For anyone know knowing the back story... here it is:

http://www.germanshepherds.com/foru...me-mat/169192-rescued-poor-fella-weekend.html

Well, the first week is behind us and Viktor has come a long way to recovery. 

He was now gone 3 days without an accident in the house. (knock on wood) He is eating better and even seem to be putting on a little weight. I have a friend who makes and sells beef jerky, who gave me lots of scraps, that I boil and mix in with his kibble. He walks well on his leash. We had our "who's the boss" issues early on, but he is getting the idea now. He does well at his day care at Rosedale Kennel. Welcome to Rosedale Kennel 

There is still some work to do. He still freaks out when I get out of the car. I would like to be able to run into a store with a fight. He doesn't really care for the "milk-bone" type treats I got him... he carries them around, then hides them under his blanket, eating them later. 

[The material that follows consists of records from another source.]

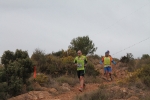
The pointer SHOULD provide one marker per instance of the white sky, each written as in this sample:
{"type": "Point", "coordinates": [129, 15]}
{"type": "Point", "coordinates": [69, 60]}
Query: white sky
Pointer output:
{"type": "Point", "coordinates": [51, 25]}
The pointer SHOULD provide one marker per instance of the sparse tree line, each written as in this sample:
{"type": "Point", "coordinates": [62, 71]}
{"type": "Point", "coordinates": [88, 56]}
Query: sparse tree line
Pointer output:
{"type": "Point", "coordinates": [17, 66]}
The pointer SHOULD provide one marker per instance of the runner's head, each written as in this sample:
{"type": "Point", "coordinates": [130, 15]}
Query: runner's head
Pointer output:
{"type": "Point", "coordinates": [107, 53]}
{"type": "Point", "coordinates": [79, 53]}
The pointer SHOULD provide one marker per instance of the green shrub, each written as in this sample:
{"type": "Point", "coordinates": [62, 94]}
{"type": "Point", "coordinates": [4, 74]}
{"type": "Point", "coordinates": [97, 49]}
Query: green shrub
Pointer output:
{"type": "Point", "coordinates": [99, 94]}
{"type": "Point", "coordinates": [42, 79]}
{"type": "Point", "coordinates": [90, 70]}
{"type": "Point", "coordinates": [144, 75]}
{"type": "Point", "coordinates": [65, 79]}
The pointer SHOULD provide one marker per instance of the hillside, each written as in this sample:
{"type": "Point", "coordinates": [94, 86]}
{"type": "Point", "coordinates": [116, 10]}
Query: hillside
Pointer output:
{"type": "Point", "coordinates": [117, 90]}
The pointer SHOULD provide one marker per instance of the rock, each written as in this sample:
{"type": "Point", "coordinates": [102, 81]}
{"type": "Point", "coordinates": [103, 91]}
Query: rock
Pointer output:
{"type": "Point", "coordinates": [124, 90]}
{"type": "Point", "coordinates": [41, 96]}
{"type": "Point", "coordinates": [115, 88]}
{"type": "Point", "coordinates": [66, 87]}
{"type": "Point", "coordinates": [133, 98]}
{"type": "Point", "coordinates": [53, 90]}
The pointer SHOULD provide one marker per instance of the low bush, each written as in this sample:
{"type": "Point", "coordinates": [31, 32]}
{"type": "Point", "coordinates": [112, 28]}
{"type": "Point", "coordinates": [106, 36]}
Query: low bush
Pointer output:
{"type": "Point", "coordinates": [42, 79]}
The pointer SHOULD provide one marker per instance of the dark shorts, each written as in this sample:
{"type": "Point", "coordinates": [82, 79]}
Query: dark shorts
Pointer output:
{"type": "Point", "coordinates": [80, 73]}
{"type": "Point", "coordinates": [107, 69]}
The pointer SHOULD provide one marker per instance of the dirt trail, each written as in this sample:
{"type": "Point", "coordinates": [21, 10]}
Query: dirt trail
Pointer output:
{"type": "Point", "coordinates": [70, 95]}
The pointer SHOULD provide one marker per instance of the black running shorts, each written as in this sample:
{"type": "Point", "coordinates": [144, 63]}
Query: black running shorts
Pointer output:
{"type": "Point", "coordinates": [80, 73]}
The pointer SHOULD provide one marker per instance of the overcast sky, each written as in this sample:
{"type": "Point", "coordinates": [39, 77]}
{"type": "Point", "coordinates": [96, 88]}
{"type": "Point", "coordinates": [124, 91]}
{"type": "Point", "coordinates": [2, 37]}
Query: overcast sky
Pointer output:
{"type": "Point", "coordinates": [50, 25]}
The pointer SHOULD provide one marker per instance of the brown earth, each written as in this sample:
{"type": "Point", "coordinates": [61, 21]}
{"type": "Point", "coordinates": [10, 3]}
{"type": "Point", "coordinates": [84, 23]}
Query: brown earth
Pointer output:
{"type": "Point", "coordinates": [72, 92]}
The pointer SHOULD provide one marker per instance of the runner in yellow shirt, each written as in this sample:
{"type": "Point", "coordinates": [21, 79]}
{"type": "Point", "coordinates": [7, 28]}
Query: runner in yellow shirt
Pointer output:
{"type": "Point", "coordinates": [80, 62]}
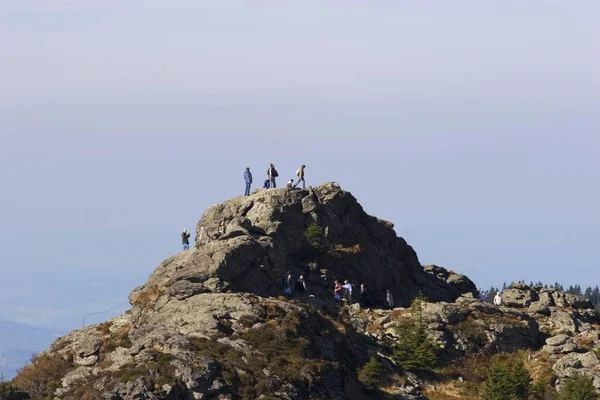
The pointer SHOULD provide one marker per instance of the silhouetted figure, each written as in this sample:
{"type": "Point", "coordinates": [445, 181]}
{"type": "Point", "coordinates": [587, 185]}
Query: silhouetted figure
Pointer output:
{"type": "Point", "coordinates": [364, 300]}
{"type": "Point", "coordinates": [300, 285]}
{"type": "Point", "coordinates": [498, 299]}
{"type": "Point", "coordinates": [337, 291]}
{"type": "Point", "coordinates": [389, 298]}
{"type": "Point", "coordinates": [271, 175]}
{"type": "Point", "coordinates": [348, 291]}
{"type": "Point", "coordinates": [248, 180]}
{"type": "Point", "coordinates": [185, 239]}
{"type": "Point", "coordinates": [300, 175]}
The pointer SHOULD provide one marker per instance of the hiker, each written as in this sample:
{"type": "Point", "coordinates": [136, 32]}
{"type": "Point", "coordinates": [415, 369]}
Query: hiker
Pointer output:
{"type": "Point", "coordinates": [272, 174]}
{"type": "Point", "coordinates": [364, 300]}
{"type": "Point", "coordinates": [185, 239]}
{"type": "Point", "coordinates": [498, 299]}
{"type": "Point", "coordinates": [300, 285]}
{"type": "Point", "coordinates": [337, 291]}
{"type": "Point", "coordinates": [348, 292]}
{"type": "Point", "coordinates": [222, 227]}
{"type": "Point", "coordinates": [248, 180]}
{"type": "Point", "coordinates": [482, 295]}
{"type": "Point", "coordinates": [300, 175]}
{"type": "Point", "coordinates": [390, 299]}
{"type": "Point", "coordinates": [285, 284]}
{"type": "Point", "coordinates": [290, 281]}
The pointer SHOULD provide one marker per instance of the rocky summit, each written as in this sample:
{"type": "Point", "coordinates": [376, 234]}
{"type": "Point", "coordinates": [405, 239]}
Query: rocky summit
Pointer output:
{"type": "Point", "coordinates": [211, 322]}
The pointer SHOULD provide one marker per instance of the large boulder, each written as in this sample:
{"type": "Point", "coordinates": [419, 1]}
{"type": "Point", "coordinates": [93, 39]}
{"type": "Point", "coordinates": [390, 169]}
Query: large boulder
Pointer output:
{"type": "Point", "coordinates": [519, 296]}
{"type": "Point", "coordinates": [265, 237]}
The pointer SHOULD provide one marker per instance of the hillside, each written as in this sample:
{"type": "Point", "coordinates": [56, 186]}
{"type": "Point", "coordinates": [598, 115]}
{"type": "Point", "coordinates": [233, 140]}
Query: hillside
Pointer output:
{"type": "Point", "coordinates": [211, 323]}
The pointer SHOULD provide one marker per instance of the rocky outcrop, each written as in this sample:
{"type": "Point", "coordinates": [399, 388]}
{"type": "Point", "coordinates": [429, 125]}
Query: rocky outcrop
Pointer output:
{"type": "Point", "coordinates": [264, 238]}
{"type": "Point", "coordinates": [210, 322]}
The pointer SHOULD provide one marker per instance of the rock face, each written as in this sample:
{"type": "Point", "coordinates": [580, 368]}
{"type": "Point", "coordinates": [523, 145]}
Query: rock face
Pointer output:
{"type": "Point", "coordinates": [210, 322]}
{"type": "Point", "coordinates": [264, 238]}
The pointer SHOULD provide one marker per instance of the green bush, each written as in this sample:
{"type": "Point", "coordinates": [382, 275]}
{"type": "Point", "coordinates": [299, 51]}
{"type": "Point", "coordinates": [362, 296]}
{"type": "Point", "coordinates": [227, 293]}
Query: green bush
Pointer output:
{"type": "Point", "coordinates": [6, 388]}
{"type": "Point", "coordinates": [314, 241]}
{"type": "Point", "coordinates": [414, 350]}
{"type": "Point", "coordinates": [507, 379]}
{"type": "Point", "coordinates": [371, 374]}
{"type": "Point", "coordinates": [42, 376]}
{"type": "Point", "coordinates": [578, 387]}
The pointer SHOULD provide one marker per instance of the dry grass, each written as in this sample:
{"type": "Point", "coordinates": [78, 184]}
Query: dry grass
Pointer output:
{"type": "Point", "coordinates": [356, 249]}
{"type": "Point", "coordinates": [446, 391]}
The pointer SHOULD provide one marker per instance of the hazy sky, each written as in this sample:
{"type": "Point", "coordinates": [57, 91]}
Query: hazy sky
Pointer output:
{"type": "Point", "coordinates": [474, 126]}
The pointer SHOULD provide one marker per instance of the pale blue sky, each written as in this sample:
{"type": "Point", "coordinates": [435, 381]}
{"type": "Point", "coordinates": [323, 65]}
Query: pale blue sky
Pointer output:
{"type": "Point", "coordinates": [472, 125]}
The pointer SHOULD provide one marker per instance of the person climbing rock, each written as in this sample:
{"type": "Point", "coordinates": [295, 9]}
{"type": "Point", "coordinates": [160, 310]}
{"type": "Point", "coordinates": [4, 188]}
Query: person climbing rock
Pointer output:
{"type": "Point", "coordinates": [300, 285]}
{"type": "Point", "coordinates": [348, 291]}
{"type": "Point", "coordinates": [389, 298]}
{"type": "Point", "coordinates": [482, 295]}
{"type": "Point", "coordinates": [248, 180]}
{"type": "Point", "coordinates": [185, 239]}
{"type": "Point", "coordinates": [337, 291]}
{"type": "Point", "coordinates": [498, 299]}
{"type": "Point", "coordinates": [300, 175]}
{"type": "Point", "coordinates": [364, 300]}
{"type": "Point", "coordinates": [222, 229]}
{"type": "Point", "coordinates": [271, 175]}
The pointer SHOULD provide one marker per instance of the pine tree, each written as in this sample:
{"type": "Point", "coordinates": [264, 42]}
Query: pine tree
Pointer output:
{"type": "Point", "coordinates": [414, 350]}
{"type": "Point", "coordinates": [506, 380]}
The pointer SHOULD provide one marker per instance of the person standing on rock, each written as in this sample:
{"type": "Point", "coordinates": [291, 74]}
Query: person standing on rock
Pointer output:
{"type": "Point", "coordinates": [300, 175]}
{"type": "Point", "coordinates": [364, 300]}
{"type": "Point", "coordinates": [272, 174]}
{"type": "Point", "coordinates": [498, 299]}
{"type": "Point", "coordinates": [301, 285]}
{"type": "Point", "coordinates": [185, 239]}
{"type": "Point", "coordinates": [348, 291]}
{"type": "Point", "coordinates": [248, 180]}
{"type": "Point", "coordinates": [390, 299]}
{"type": "Point", "coordinates": [482, 295]}
{"type": "Point", "coordinates": [337, 291]}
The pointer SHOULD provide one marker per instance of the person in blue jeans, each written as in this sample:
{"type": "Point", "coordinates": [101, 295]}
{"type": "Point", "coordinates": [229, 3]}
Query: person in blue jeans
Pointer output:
{"type": "Point", "coordinates": [248, 180]}
{"type": "Point", "coordinates": [185, 239]}
{"type": "Point", "coordinates": [271, 175]}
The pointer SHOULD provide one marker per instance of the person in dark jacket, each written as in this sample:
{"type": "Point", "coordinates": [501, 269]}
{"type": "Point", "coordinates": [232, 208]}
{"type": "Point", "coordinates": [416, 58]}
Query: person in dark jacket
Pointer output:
{"type": "Point", "coordinates": [364, 300]}
{"type": "Point", "coordinates": [300, 175]}
{"type": "Point", "coordinates": [301, 285]}
{"type": "Point", "coordinates": [271, 175]}
{"type": "Point", "coordinates": [185, 239]}
{"type": "Point", "coordinates": [248, 180]}
{"type": "Point", "coordinates": [389, 298]}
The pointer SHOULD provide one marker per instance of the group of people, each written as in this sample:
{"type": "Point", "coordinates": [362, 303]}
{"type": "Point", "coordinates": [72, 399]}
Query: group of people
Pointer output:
{"type": "Point", "coordinates": [342, 292]}
{"type": "Point", "coordinates": [271, 181]}
{"type": "Point", "coordinates": [483, 295]}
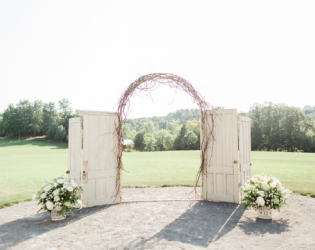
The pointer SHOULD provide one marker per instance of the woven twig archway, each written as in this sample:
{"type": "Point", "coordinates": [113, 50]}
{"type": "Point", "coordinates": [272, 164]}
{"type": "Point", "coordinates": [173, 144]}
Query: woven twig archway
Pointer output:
{"type": "Point", "coordinates": [148, 83]}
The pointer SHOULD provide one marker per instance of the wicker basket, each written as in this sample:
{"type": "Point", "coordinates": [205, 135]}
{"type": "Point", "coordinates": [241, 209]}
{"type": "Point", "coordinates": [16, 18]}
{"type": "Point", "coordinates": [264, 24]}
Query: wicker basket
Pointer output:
{"type": "Point", "coordinates": [55, 216]}
{"type": "Point", "coordinates": [264, 213]}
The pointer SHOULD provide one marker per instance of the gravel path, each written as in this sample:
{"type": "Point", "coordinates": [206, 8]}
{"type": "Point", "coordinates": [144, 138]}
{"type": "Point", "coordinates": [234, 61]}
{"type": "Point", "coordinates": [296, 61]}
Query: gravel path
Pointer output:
{"type": "Point", "coordinates": [160, 225]}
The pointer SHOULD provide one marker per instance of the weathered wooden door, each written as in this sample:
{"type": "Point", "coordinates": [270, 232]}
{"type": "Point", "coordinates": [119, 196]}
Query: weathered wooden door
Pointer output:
{"type": "Point", "coordinates": [75, 149]}
{"type": "Point", "coordinates": [100, 147]}
{"type": "Point", "coordinates": [220, 179]}
{"type": "Point", "coordinates": [245, 148]}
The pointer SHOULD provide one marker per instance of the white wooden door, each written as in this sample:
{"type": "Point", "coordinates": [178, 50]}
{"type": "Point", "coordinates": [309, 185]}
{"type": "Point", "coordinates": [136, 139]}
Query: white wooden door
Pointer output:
{"type": "Point", "coordinates": [75, 149]}
{"type": "Point", "coordinates": [245, 148]}
{"type": "Point", "coordinates": [99, 158]}
{"type": "Point", "coordinates": [220, 179]}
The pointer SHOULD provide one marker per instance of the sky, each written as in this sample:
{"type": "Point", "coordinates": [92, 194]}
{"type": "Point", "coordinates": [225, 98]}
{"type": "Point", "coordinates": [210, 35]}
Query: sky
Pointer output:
{"type": "Point", "coordinates": [235, 53]}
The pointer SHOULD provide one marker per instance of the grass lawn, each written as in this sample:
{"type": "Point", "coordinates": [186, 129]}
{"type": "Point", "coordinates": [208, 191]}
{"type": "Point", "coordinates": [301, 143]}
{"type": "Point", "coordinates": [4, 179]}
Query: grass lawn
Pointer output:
{"type": "Point", "coordinates": [24, 166]}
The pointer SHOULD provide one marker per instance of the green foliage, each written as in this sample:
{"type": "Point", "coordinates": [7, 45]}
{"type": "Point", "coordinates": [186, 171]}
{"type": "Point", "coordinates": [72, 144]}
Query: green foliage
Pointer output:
{"type": "Point", "coordinates": [149, 141]}
{"type": "Point", "coordinates": [127, 133]}
{"type": "Point", "coordinates": [180, 143]}
{"type": "Point", "coordinates": [168, 142]}
{"type": "Point", "coordinates": [60, 133]}
{"type": "Point", "coordinates": [160, 136]}
{"type": "Point", "coordinates": [190, 140]}
{"type": "Point", "coordinates": [26, 163]}
{"type": "Point", "coordinates": [172, 126]}
{"type": "Point", "coordinates": [64, 193]}
{"type": "Point", "coordinates": [148, 127]}
{"type": "Point", "coordinates": [37, 118]}
{"type": "Point", "coordinates": [52, 131]}
{"type": "Point", "coordinates": [139, 142]}
{"type": "Point", "coordinates": [262, 191]}
{"type": "Point", "coordinates": [278, 127]}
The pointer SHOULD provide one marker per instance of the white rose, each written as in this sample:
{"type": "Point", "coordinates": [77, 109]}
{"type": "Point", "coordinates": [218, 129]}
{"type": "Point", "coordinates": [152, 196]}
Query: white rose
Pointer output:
{"type": "Point", "coordinates": [49, 205]}
{"type": "Point", "coordinates": [261, 193]}
{"type": "Point", "coordinates": [61, 181]}
{"type": "Point", "coordinates": [260, 201]}
{"type": "Point", "coordinates": [273, 184]}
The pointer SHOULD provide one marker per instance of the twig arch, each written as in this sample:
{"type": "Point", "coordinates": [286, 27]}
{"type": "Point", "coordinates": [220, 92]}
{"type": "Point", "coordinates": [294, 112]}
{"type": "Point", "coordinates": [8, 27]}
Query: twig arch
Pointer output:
{"type": "Point", "coordinates": [148, 83]}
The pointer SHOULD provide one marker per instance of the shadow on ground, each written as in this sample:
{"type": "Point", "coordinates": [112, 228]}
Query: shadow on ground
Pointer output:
{"type": "Point", "coordinates": [15, 232]}
{"type": "Point", "coordinates": [207, 222]}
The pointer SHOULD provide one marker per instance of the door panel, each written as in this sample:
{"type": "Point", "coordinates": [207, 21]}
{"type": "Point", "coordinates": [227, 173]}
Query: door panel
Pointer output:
{"type": "Point", "coordinates": [220, 181]}
{"type": "Point", "coordinates": [100, 162]}
{"type": "Point", "coordinates": [75, 149]}
{"type": "Point", "coordinates": [245, 148]}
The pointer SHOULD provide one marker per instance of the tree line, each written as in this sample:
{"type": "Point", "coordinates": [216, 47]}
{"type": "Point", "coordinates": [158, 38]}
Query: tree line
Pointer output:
{"type": "Point", "coordinates": [278, 127]}
{"type": "Point", "coordinates": [37, 119]}
{"type": "Point", "coordinates": [274, 127]}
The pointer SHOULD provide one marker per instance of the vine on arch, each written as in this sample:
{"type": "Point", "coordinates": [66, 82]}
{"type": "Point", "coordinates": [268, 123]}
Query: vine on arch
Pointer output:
{"type": "Point", "coordinates": [148, 83]}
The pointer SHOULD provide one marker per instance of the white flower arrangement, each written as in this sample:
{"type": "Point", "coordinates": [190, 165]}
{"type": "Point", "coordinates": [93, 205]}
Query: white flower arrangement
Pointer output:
{"type": "Point", "coordinates": [262, 191]}
{"type": "Point", "coordinates": [61, 192]}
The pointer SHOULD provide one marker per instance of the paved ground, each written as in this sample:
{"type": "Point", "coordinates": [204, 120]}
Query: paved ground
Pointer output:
{"type": "Point", "coordinates": [160, 225]}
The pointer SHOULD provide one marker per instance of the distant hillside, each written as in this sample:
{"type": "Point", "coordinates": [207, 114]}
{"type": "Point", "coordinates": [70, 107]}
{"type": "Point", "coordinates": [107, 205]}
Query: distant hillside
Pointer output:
{"type": "Point", "coordinates": [161, 122]}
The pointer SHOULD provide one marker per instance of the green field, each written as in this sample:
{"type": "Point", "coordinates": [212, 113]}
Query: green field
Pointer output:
{"type": "Point", "coordinates": [24, 166]}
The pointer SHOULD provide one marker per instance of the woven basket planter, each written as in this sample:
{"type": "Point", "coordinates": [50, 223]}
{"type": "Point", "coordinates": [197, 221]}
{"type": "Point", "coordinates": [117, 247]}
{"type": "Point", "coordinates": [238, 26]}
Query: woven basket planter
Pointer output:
{"type": "Point", "coordinates": [55, 216]}
{"type": "Point", "coordinates": [264, 213]}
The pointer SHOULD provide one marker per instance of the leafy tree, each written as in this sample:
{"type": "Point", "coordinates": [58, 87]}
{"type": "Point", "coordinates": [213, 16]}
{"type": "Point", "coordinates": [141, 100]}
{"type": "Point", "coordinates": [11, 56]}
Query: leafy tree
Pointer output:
{"type": "Point", "coordinates": [49, 115]}
{"type": "Point", "coordinates": [139, 142]}
{"type": "Point", "coordinates": [160, 137]}
{"type": "Point", "coordinates": [148, 127]}
{"type": "Point", "coordinates": [168, 142]}
{"type": "Point", "coordinates": [60, 133]}
{"type": "Point", "coordinates": [52, 131]}
{"type": "Point", "coordinates": [190, 140]}
{"type": "Point", "coordinates": [149, 141]}
{"type": "Point", "coordinates": [36, 117]}
{"type": "Point", "coordinates": [65, 112]}
{"type": "Point", "coordinates": [172, 126]}
{"type": "Point", "coordinates": [179, 143]}
{"type": "Point", "coordinates": [127, 133]}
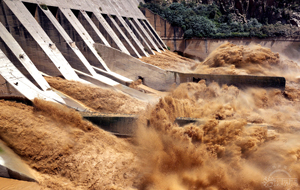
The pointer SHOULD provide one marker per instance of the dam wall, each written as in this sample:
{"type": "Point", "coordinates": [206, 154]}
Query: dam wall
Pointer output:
{"type": "Point", "coordinates": [199, 49]}
{"type": "Point", "coordinates": [58, 37]}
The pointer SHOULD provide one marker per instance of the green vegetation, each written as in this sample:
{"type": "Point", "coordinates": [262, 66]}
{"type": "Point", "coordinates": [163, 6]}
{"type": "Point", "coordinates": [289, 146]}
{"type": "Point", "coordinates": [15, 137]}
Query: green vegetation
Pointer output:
{"type": "Point", "coordinates": [204, 20]}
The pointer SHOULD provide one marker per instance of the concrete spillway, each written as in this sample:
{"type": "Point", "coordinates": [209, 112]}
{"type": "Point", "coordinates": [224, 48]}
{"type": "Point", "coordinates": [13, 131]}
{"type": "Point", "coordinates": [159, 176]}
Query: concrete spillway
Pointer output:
{"type": "Point", "coordinates": [58, 38]}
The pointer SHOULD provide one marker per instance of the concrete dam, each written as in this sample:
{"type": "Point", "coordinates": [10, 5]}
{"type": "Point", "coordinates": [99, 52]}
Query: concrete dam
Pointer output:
{"type": "Point", "coordinates": [69, 39]}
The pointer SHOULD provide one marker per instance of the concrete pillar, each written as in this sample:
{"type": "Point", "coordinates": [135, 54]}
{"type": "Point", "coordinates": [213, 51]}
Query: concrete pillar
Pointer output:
{"type": "Point", "coordinates": [83, 40]}
{"type": "Point", "coordinates": [145, 34]}
{"type": "Point", "coordinates": [89, 25]}
{"type": "Point", "coordinates": [108, 32]}
{"type": "Point", "coordinates": [77, 60]}
{"type": "Point", "coordinates": [139, 35]}
{"type": "Point", "coordinates": [111, 21]}
{"type": "Point", "coordinates": [35, 42]}
{"type": "Point", "coordinates": [18, 81]}
{"type": "Point", "coordinates": [21, 59]}
{"type": "Point", "coordinates": [131, 36]}
{"type": "Point", "coordinates": [152, 33]}
{"type": "Point", "coordinates": [63, 42]}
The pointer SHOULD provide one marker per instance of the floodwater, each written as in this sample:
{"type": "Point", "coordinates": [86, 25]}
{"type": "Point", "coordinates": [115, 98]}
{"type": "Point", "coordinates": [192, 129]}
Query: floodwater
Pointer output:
{"type": "Point", "coordinates": [225, 152]}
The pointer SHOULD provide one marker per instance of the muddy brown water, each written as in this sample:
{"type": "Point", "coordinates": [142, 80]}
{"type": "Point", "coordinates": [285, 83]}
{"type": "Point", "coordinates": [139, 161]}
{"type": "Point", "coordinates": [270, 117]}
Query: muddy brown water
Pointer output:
{"type": "Point", "coordinates": [67, 152]}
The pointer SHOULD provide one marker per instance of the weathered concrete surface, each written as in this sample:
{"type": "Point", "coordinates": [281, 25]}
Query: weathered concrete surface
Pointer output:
{"type": "Point", "coordinates": [116, 28]}
{"type": "Point", "coordinates": [91, 27]}
{"type": "Point", "coordinates": [140, 36]}
{"type": "Point", "coordinates": [108, 32]}
{"type": "Point", "coordinates": [148, 28]}
{"type": "Point", "coordinates": [130, 34]}
{"type": "Point", "coordinates": [134, 69]}
{"type": "Point", "coordinates": [82, 37]}
{"type": "Point", "coordinates": [23, 17]}
{"type": "Point", "coordinates": [145, 34]}
{"type": "Point", "coordinates": [19, 82]}
{"type": "Point", "coordinates": [11, 166]}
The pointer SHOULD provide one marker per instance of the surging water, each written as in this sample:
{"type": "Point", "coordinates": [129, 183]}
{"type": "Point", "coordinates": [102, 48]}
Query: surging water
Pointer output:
{"type": "Point", "coordinates": [222, 153]}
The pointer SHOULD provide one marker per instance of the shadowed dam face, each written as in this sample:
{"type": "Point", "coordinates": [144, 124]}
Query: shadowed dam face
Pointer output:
{"type": "Point", "coordinates": [67, 152]}
{"type": "Point", "coordinates": [222, 153]}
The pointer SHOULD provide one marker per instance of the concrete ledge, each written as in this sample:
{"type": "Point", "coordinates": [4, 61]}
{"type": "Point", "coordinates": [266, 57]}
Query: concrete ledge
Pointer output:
{"type": "Point", "coordinates": [118, 124]}
{"type": "Point", "coordinates": [134, 69]}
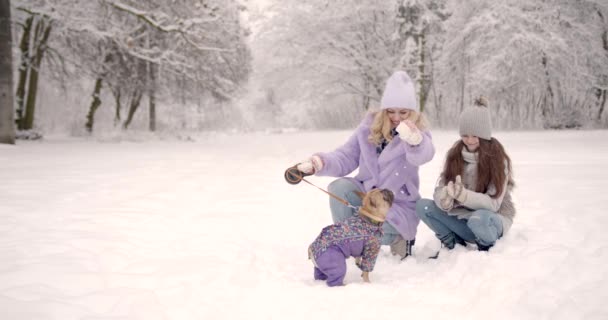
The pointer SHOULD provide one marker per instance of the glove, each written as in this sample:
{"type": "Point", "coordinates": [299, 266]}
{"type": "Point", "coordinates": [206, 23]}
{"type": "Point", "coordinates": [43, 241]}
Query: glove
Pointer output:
{"type": "Point", "coordinates": [311, 165]}
{"type": "Point", "coordinates": [295, 174]}
{"type": "Point", "coordinates": [409, 132]}
{"type": "Point", "coordinates": [456, 190]}
{"type": "Point", "coordinates": [445, 200]}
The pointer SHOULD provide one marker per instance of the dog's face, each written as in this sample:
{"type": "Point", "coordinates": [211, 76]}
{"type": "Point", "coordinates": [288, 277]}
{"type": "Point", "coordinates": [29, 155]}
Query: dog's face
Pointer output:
{"type": "Point", "coordinates": [378, 201]}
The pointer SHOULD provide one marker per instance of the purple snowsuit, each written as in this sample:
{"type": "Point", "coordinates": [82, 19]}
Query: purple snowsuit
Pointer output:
{"type": "Point", "coordinates": [396, 169]}
{"type": "Point", "coordinates": [353, 237]}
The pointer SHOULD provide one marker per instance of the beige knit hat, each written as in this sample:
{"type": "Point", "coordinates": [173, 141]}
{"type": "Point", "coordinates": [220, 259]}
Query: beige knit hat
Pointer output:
{"type": "Point", "coordinates": [475, 120]}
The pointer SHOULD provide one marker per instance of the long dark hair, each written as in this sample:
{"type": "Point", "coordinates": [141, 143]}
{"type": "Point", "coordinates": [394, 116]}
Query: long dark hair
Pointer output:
{"type": "Point", "coordinates": [491, 163]}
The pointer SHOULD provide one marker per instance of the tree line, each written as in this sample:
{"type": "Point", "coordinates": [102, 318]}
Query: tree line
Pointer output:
{"type": "Point", "coordinates": [133, 52]}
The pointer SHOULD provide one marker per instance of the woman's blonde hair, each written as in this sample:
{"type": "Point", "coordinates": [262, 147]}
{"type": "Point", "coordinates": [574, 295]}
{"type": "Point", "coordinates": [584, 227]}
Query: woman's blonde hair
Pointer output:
{"type": "Point", "coordinates": [381, 125]}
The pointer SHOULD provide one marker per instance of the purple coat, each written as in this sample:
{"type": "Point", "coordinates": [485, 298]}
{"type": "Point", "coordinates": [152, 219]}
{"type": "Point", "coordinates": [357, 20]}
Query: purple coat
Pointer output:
{"type": "Point", "coordinates": [353, 237]}
{"type": "Point", "coordinates": [396, 169]}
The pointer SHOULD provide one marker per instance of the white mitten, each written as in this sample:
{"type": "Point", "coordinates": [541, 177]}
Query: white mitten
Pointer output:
{"type": "Point", "coordinates": [311, 165]}
{"type": "Point", "coordinates": [445, 200]}
{"type": "Point", "coordinates": [411, 136]}
{"type": "Point", "coordinates": [457, 190]}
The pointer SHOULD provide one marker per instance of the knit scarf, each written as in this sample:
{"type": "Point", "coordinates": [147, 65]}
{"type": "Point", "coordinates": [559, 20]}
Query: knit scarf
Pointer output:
{"type": "Point", "coordinates": [469, 172]}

The thing I want to work on the most though is: he doesn't know how to "play". I guess his abusive owner never did this with him. You throw a ball and he just looks at you. It takes a lot just to get him to run around. 

Anyway, thanks for reading.


----------



## StryderPup (May 16, 2009)

Thank you for rescuing him. It sounds as though you have come a LONG way in such a short amount of time. Keep on truckin!!


----------



## GSKnight (Oct 18, 2011)

I took him to the dog park, but there was already another dog, so we walked at a park trial instead. He really seems to have a strong prey drive. He visually "targets" birds, rabbits, dear, dogs... We do agree on one thing though, girls with a pony tail under a ball cap are hot!!! LOL!!! (he likes women better than man on first meeting them)


----------



## GSKnight (Oct 18, 2011)

I jinxed myself with the housebreaking comment


----------



## GSKnight (Oct 18, 2011)

*post-adoption check-up*

Viktor had his post-adoption check-up (and the first time at the vet for us) last night.

All is well. He has gained 8 lbs in the last two weeks and is starting to not look like a skeleton. A booster shot and 6 months of worm pills and we were good to go.


----------



## Daisy&Lucky's Mom (Apr 24, 2011)

Thanks for rescuing him! Glad he is doing ok.


----------